OECDは19年10月、IT企業に限らず消費サービスを提供する国際企業の課税を強化する案を公表した。国ごとの売上高に応じて、税収を各国に分配する仕組みを提唱し、国際ルールは「GAFA狙い撃ち」に反対してきた米国にも配慮して整備が進む。
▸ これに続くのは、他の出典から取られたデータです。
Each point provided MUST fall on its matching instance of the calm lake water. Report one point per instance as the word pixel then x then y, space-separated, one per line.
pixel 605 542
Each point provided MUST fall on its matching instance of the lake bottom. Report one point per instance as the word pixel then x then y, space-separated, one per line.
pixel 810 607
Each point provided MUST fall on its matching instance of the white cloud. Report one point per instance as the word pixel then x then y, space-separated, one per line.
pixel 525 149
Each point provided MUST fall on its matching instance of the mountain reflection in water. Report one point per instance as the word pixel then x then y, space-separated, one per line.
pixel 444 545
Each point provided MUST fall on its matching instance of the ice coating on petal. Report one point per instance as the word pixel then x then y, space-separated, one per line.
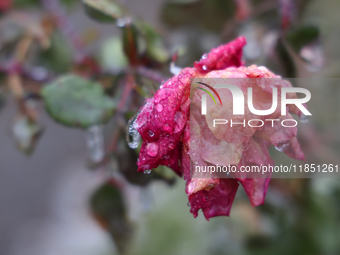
pixel 222 57
pixel 165 117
ヤマ場にあるOECDの課税ルールづくりは、対象となる企業を線引きするための基準など細かな点で「国際的な政治闘争のまっただ中にある」(米財務省関係者)。一橋大の吉村政穂教授は、米国の動きについて「フランスだけでなく他国でもデジタルサービス税導入の動きが止まらないため、けん制の意味合いがあるのだろう」と分析する。ただ欧州勢に根深い米企業への反発が一段と強まれば、国際協調を難しくするリスクもある。

(ワシントン=河浪武史、八十島綾平)

【識者コメント】
森信茂樹・東京財団政策研究所研究主幹 米国の動きは、独自課税に動く国々への「経済協力開発機構(OECD)が10月に示した国ごとの売上高に応じて、税収の一部を分配する案に早く合意しよう」という、トランプ大統領流のメッセージと見るべきだ。
 原案は「GAFA狙い撃ち」の色彩が以前より薄く、米国は合意に前向きだ。だが議論がまとまらず独自課税が相次げば、米IT(情報技術)企業が苦しみかねない。トランプ氏は、そんな状況を避けたいとみられる。
 税収面では原案は新興国も含めて、どの国にも利点が見込める内容だ。米国のプレッシャーにより、早期合意の機運が高まるかもしれない。
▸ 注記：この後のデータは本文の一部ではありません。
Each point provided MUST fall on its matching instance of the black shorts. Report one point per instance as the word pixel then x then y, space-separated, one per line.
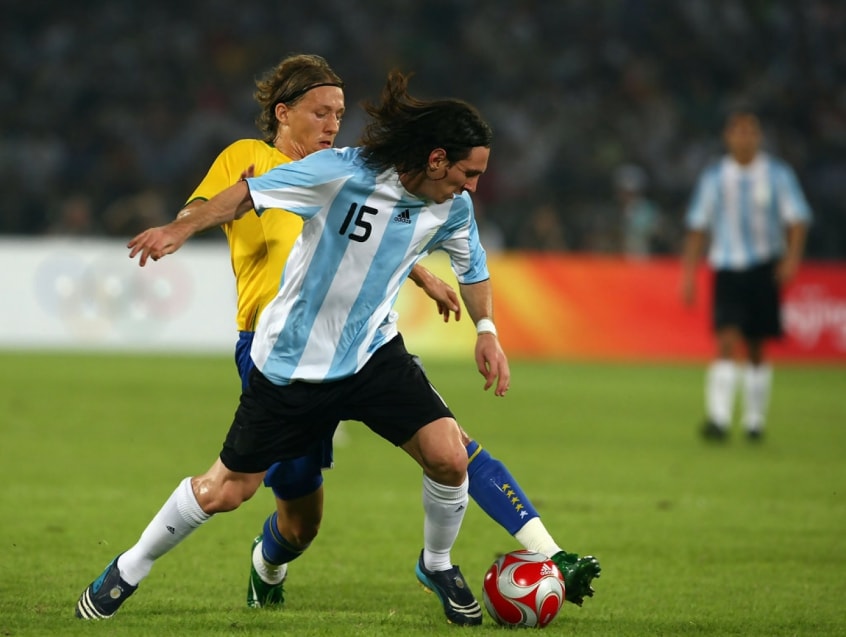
pixel 749 300
pixel 391 395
レミ・ブルジョ仏国際関係戦略研究所(IRIS)研究員 米国に限らず、世界中の国がIT(情報技術)大手により多く税金を払わせたいと考えている。現段階の課税額がいくらになるかよりも、課税法の国際合意を巡る力比べに勝つことが重要になっている。
 経済協力開発機構(OECD)がデジタル課税の枠組み案を示し、舞台裏で激しい綱引きが始まっているはずだ。米国が今回のような劇場型の対応で圧力をかけるのも驚きではない。
 米政権はIT大手を守っているわけではなく、例えば米アマゾンを強く批判している。税金を米国で払わせたいだけだ。